I am starting a project and have tried to abstract out the challenges that it faces. I am from a RDBMS background and am looking to make a sensible decision on storage technology(ies) for my next project. I know how I would approach these problems if RDBMS was the only option to me, but am interested to understand what the industry would go with – ideally someone sees this and says something like: ‘I did exactly this, and used ###, it worked perfectly but we had to employ ### to deal with spikes in usage’. And I'm not scared to crawl back into my RDBMS cave if that's the best option for the business.
So the problem:
[object A] – type: person
{
/*some fields that every person has*/
name: “A”
email: “a@example.com”
age: 22
/*some fields that can be dynamically*/
my_custom_user_property : 332 /* or maybe a struct of some type */
/*some relations (fixed)*/
groups: member of C; administrator of C; member of F; reader of G
/*some more arbitrary relations*/
mother_of: B
}
[list of groups]
That is to say – each customer may want to add their own ‘columns’ to the database, and then later on search against them.
My expectation is that the data isn’t fast changing (high read to write ratio) and I could happily asynchronise [e.g. the generation of reports]. But simple criteria based fetches would need to be fast and against the custom fields.
On top of the DB is some functionality to limit what can be seenat column level– e.g. only member of F can view email on members of G. These, again, would need to be dynamic (let’s say that my custom user property is sensitive and I have some means for setting business rules around that).

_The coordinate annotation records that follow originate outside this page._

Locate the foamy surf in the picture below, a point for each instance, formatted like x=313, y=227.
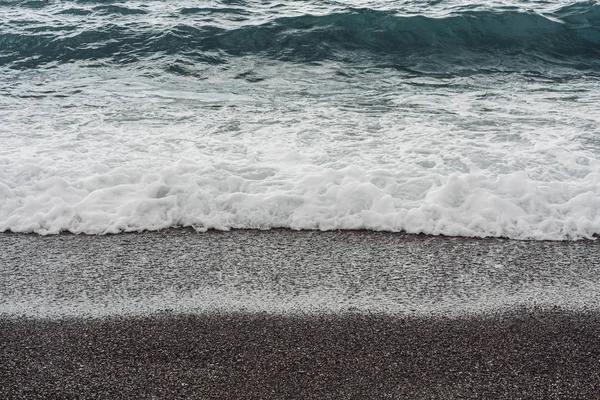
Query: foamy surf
x=445, y=119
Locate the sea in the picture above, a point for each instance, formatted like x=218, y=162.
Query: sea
x=443, y=117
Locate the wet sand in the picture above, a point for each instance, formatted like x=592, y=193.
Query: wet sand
x=511, y=355
x=283, y=314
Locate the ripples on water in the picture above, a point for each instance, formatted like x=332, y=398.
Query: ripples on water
x=437, y=117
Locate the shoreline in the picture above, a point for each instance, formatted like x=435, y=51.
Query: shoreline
x=189, y=229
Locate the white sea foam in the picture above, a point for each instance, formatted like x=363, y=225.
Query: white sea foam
x=494, y=159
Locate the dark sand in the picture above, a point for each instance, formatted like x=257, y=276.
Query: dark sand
x=514, y=355
x=529, y=348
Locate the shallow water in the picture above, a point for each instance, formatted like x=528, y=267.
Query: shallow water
x=440, y=117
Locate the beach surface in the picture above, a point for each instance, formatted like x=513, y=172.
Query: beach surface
x=286, y=314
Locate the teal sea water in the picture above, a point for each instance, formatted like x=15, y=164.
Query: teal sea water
x=441, y=117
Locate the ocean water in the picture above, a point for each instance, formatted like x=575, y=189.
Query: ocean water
x=439, y=117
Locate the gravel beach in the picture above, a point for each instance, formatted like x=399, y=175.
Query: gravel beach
x=513, y=355
x=283, y=314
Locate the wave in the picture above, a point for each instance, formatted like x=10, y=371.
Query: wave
x=186, y=195
x=568, y=36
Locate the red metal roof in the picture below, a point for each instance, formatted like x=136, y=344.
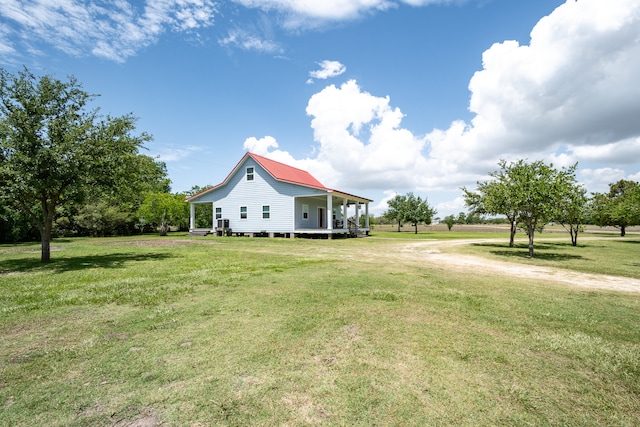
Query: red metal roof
x=287, y=173
x=280, y=172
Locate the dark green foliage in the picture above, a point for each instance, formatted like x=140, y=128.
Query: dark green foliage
x=411, y=209
x=56, y=153
x=620, y=207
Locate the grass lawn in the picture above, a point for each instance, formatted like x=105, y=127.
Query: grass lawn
x=182, y=331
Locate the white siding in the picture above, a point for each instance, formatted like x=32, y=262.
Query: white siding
x=264, y=190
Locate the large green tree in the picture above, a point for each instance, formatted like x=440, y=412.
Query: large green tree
x=572, y=211
x=494, y=197
x=417, y=211
x=54, y=149
x=619, y=208
x=527, y=193
x=396, y=209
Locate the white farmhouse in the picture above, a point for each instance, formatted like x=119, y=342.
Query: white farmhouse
x=264, y=197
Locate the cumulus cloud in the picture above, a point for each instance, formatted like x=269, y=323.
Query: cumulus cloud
x=245, y=40
x=573, y=90
x=570, y=95
x=114, y=30
x=309, y=13
x=327, y=70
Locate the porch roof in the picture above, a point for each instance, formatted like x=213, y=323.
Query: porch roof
x=284, y=173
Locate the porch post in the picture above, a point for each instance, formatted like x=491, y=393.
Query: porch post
x=366, y=215
x=329, y=212
x=357, y=221
x=345, y=218
x=192, y=216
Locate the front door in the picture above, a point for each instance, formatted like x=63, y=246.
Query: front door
x=320, y=217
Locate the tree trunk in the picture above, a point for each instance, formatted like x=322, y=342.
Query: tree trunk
x=512, y=234
x=531, y=229
x=45, y=234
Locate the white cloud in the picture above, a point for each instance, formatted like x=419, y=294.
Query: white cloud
x=174, y=154
x=455, y=205
x=115, y=30
x=574, y=88
x=246, y=41
x=327, y=70
x=598, y=180
x=571, y=95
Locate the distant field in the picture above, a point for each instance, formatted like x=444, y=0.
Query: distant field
x=143, y=331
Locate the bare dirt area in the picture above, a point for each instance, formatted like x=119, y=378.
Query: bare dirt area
x=431, y=252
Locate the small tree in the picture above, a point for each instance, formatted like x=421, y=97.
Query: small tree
x=417, y=211
x=396, y=211
x=619, y=208
x=163, y=209
x=572, y=211
x=527, y=193
x=450, y=221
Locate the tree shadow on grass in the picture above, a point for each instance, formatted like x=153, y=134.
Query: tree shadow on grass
x=60, y=265
x=544, y=251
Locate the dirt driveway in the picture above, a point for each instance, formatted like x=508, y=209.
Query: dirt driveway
x=431, y=252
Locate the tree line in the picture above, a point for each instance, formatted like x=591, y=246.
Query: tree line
x=528, y=196
x=67, y=170
x=531, y=195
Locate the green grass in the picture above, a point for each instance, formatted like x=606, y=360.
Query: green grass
x=238, y=331
x=615, y=256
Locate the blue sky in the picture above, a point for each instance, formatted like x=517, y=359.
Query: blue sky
x=373, y=97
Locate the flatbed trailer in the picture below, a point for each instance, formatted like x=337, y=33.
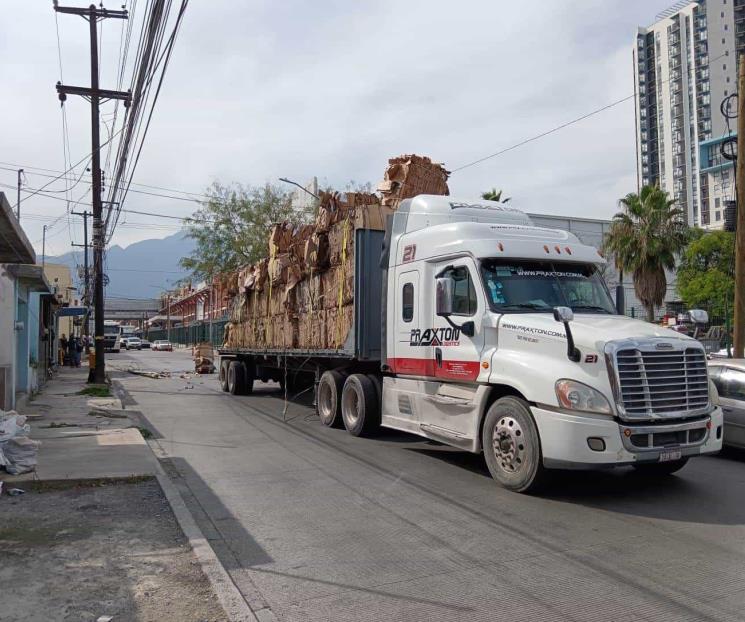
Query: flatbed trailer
x=361, y=352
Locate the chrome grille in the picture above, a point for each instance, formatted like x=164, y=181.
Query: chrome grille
x=662, y=382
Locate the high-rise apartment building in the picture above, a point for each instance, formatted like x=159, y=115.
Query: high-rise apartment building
x=685, y=64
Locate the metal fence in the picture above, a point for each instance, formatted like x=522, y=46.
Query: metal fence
x=194, y=333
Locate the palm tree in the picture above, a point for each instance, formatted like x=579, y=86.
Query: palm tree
x=644, y=239
x=494, y=195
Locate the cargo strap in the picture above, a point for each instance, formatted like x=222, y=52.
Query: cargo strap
x=341, y=281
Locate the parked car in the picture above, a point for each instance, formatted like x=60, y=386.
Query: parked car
x=132, y=343
x=728, y=375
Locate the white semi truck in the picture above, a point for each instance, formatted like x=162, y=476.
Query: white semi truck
x=474, y=328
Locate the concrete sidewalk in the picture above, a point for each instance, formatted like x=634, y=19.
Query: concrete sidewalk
x=83, y=437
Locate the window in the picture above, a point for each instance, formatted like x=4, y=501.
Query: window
x=527, y=286
x=464, y=294
x=732, y=382
x=407, y=302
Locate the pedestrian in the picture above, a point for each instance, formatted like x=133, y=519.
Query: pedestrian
x=78, y=351
x=62, y=350
x=71, y=351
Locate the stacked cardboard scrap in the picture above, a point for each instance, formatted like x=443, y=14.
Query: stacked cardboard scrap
x=301, y=296
x=410, y=175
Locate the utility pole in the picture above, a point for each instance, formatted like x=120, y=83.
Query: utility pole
x=95, y=94
x=18, y=204
x=739, y=340
x=86, y=273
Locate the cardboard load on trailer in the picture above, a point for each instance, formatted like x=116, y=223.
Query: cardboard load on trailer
x=301, y=296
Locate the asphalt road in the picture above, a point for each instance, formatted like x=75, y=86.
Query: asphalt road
x=314, y=524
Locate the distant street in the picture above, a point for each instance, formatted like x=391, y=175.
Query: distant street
x=314, y=524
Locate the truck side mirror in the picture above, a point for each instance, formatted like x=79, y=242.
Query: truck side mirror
x=566, y=315
x=444, y=288
x=699, y=316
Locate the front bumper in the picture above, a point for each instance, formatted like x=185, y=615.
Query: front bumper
x=564, y=439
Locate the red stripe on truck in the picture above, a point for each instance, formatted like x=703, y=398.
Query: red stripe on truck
x=453, y=370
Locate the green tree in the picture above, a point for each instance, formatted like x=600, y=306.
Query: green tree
x=230, y=229
x=494, y=195
x=705, y=273
x=645, y=239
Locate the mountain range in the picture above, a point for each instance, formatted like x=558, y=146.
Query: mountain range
x=141, y=270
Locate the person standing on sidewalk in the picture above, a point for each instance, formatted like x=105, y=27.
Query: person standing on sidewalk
x=62, y=350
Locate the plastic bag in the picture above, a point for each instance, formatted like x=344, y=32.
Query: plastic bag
x=12, y=424
x=20, y=454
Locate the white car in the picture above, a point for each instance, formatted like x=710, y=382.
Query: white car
x=132, y=343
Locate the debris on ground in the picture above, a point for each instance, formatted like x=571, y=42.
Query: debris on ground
x=204, y=358
x=99, y=390
x=149, y=374
x=17, y=451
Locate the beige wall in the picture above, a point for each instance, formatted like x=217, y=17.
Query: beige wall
x=60, y=279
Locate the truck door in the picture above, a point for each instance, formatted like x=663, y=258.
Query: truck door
x=409, y=359
x=457, y=357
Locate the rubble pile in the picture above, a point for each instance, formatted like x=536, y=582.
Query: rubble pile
x=301, y=295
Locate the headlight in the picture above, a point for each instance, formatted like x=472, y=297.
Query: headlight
x=574, y=395
x=713, y=394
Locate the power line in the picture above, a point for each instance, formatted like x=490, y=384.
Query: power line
x=560, y=127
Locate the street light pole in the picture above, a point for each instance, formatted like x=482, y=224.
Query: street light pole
x=18, y=204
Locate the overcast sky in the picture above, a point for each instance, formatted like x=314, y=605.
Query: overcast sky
x=262, y=89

Depending on the technology, this, I suppose could exist purely application (fetch whole objects, then limit based on rules) or as a more complicated query-builder type system.

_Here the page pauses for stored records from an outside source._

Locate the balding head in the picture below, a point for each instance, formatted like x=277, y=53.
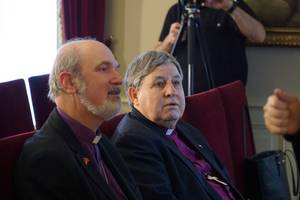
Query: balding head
x=69, y=58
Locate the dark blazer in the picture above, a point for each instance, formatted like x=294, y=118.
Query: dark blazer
x=295, y=140
x=160, y=169
x=51, y=166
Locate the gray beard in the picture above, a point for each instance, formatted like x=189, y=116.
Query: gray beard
x=105, y=111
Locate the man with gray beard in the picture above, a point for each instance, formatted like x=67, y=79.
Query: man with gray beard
x=68, y=158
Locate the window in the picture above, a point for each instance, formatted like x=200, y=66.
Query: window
x=28, y=38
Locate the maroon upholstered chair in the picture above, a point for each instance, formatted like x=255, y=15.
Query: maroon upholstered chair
x=10, y=148
x=15, y=115
x=236, y=109
x=42, y=105
x=205, y=111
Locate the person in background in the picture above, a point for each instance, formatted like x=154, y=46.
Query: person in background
x=69, y=158
x=226, y=25
x=168, y=157
x=282, y=117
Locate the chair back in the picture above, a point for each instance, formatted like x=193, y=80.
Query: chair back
x=205, y=111
x=10, y=148
x=14, y=108
x=42, y=105
x=238, y=120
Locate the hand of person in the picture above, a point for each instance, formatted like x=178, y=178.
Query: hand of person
x=282, y=113
x=166, y=44
x=218, y=4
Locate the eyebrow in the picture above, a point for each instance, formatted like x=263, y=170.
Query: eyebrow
x=108, y=63
x=173, y=77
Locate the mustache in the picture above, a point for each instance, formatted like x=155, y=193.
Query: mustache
x=114, y=91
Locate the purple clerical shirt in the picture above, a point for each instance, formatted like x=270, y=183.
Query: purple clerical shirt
x=86, y=137
x=202, y=166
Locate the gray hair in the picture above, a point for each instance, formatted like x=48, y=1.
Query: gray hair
x=67, y=59
x=144, y=64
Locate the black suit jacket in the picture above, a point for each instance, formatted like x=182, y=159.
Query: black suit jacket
x=51, y=166
x=295, y=140
x=160, y=169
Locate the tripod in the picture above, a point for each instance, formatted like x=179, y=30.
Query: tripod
x=190, y=19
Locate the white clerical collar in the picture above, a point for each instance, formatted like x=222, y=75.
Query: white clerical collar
x=169, y=131
x=97, y=138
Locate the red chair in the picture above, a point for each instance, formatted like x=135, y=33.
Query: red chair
x=42, y=105
x=14, y=108
x=10, y=148
x=236, y=109
x=205, y=111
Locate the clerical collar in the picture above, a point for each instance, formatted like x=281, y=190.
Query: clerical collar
x=169, y=131
x=97, y=138
x=83, y=133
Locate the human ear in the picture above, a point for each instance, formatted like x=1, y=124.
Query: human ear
x=67, y=82
x=133, y=95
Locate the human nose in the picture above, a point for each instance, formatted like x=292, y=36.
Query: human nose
x=117, y=77
x=170, y=89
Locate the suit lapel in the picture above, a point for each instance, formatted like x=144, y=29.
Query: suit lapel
x=124, y=184
x=95, y=176
x=66, y=133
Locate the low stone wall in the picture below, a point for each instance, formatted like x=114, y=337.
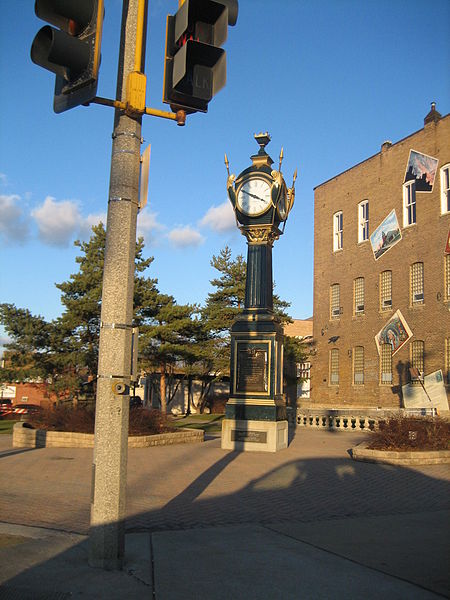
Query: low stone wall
x=408, y=457
x=25, y=437
x=356, y=419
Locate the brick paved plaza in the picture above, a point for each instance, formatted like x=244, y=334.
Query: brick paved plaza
x=198, y=485
x=305, y=522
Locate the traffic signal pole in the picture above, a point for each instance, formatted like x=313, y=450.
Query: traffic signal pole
x=109, y=469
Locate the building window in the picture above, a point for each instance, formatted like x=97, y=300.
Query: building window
x=386, y=290
x=417, y=360
x=416, y=276
x=334, y=366
x=445, y=189
x=338, y=231
x=409, y=203
x=447, y=360
x=358, y=296
x=363, y=221
x=335, y=300
x=447, y=276
x=358, y=365
x=386, y=364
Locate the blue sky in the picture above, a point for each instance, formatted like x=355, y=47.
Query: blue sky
x=329, y=79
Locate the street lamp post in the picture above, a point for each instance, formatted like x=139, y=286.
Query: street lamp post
x=109, y=467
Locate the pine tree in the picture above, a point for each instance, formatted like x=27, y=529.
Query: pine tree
x=169, y=340
x=64, y=351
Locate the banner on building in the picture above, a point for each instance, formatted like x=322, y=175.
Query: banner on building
x=7, y=391
x=395, y=333
x=421, y=168
x=386, y=235
x=430, y=394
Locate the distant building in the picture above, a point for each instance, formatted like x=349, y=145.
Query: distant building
x=382, y=273
x=301, y=329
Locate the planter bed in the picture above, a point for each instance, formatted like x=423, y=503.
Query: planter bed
x=25, y=437
x=400, y=457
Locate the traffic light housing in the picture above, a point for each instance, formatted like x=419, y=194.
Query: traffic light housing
x=72, y=51
x=195, y=65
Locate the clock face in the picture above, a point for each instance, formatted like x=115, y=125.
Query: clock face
x=254, y=196
x=283, y=205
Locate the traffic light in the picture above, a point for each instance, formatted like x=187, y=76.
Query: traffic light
x=72, y=52
x=195, y=65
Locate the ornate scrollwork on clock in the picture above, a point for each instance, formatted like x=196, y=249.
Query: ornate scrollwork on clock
x=261, y=235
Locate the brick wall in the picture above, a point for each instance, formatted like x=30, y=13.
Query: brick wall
x=380, y=180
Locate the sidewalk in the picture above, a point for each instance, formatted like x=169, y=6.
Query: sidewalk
x=306, y=522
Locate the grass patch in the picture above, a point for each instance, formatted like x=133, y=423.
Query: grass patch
x=209, y=423
x=411, y=433
x=7, y=426
x=82, y=420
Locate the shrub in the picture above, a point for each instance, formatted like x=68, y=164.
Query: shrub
x=145, y=421
x=411, y=433
x=82, y=420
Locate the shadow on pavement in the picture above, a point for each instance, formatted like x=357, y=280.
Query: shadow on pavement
x=387, y=518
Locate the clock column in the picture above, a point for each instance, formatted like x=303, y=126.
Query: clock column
x=259, y=287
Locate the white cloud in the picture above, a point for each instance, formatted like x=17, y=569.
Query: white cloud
x=220, y=218
x=87, y=223
x=58, y=222
x=182, y=237
x=14, y=226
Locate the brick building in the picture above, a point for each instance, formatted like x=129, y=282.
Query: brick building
x=382, y=273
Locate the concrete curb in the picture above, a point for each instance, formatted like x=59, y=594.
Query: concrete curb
x=25, y=437
x=430, y=457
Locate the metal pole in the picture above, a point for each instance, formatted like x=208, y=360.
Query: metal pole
x=109, y=469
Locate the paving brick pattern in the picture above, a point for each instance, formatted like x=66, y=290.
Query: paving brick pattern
x=200, y=485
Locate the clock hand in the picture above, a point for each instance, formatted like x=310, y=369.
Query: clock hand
x=253, y=195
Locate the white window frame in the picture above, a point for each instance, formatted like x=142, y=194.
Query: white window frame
x=409, y=203
x=358, y=296
x=385, y=283
x=417, y=284
x=363, y=221
x=386, y=375
x=338, y=231
x=335, y=308
x=358, y=365
x=334, y=362
x=445, y=189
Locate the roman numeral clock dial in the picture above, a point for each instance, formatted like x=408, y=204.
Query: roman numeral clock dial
x=254, y=196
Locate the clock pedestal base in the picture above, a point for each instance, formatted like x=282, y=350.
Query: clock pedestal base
x=255, y=414
x=254, y=436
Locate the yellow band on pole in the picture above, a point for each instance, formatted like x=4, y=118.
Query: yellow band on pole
x=139, y=35
x=161, y=113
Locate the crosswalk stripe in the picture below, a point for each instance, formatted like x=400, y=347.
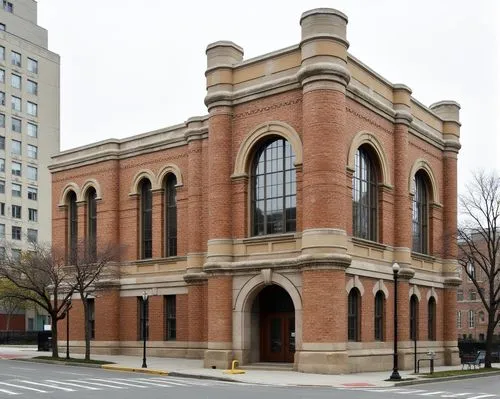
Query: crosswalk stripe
x=48, y=385
x=21, y=387
x=72, y=384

Next is a ‘graph’ type search – I currently can’t see this going beyond a couple of degrees of freedom, but being able to find e.g. users on 2nd degree connection to groups through several different routes (some connections may not be fixed at development time). As above, this might be something that can be processed asynchronously,
I want to look for something that will handle, for now, 10M users, 1M groups, 100K daily active users, 5K users able to administrate (e.g. add columns). (And yes, totally achievable with MySQL or similar, but with a reasonable amount of engineering on top)
As far as practical development /infrastructure goes:
- I don’t want to tear my hair out with undocumented configurations/gotchas and the like (that said I am TOTALLY happy learning things, as long as it's not going to take me a degree in the thing just to get off the ground)

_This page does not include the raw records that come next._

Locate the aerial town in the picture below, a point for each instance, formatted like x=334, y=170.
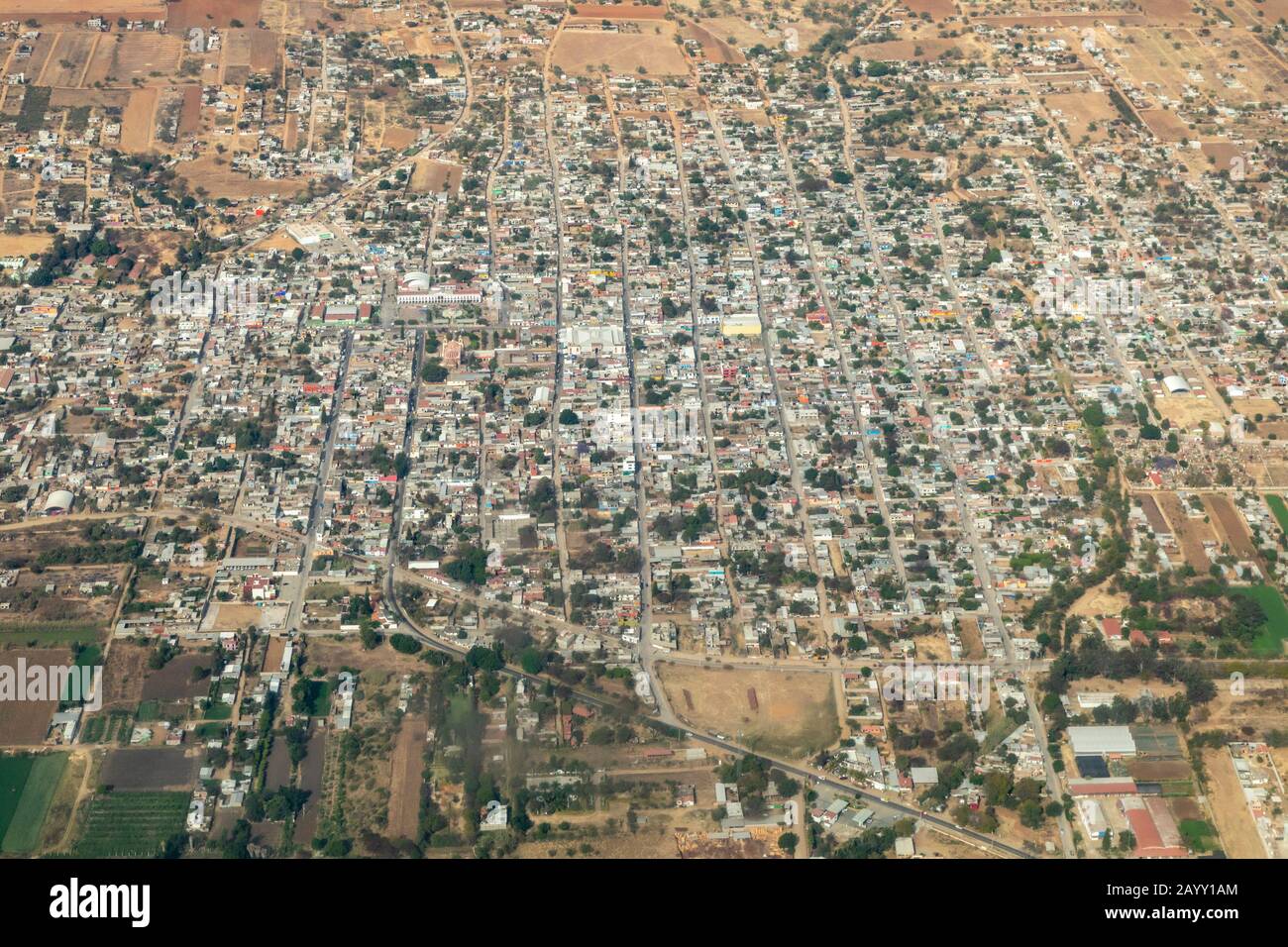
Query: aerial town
x=652, y=429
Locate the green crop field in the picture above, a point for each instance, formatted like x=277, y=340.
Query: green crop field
x=1270, y=642
x=13, y=777
x=34, y=805
x=130, y=823
x=1279, y=508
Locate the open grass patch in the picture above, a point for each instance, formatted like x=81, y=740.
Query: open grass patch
x=14, y=772
x=33, y=806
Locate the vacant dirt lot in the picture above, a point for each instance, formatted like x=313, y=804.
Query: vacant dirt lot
x=1229, y=526
x=176, y=682
x=795, y=710
x=138, y=120
x=150, y=768
x=1081, y=110
x=184, y=14
x=25, y=723
x=71, y=11
x=583, y=51
x=408, y=764
x=121, y=58
x=1190, y=534
x=1233, y=821
x=124, y=676
x=429, y=176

- Something that can be set up for high availability and robustness – e.g. decent cluster management and reporting available (or not that expensive with the help of an expert)
- Preferably something that will deploy out of the box relatively quickly
- I may have a module for financial transactions (unconfirmed) so ACID a plus
- With mature library that will play nicely with Spring framework.
- Of course, Good documentation/examples. Enough info to get a grasp of conceptual model as well as practical how-to type stuff
- opensource
I have read [lots] about the offerings out there, but would like to whittle this down to 2 sensible options that I can spike out. When reading about: MongoDB; Cassandra; CouchBase; CouchDb; Neo4J; (and lots more), I sort of settled on CouchBase. But I’m also aware of the amount of marketing material out there designed to hook people like me on a particular idea.
So the question is summed up by three questions: Are there any approaches that won't work? Are there any approaches that have been proven to work? Is there a clear best option at this point?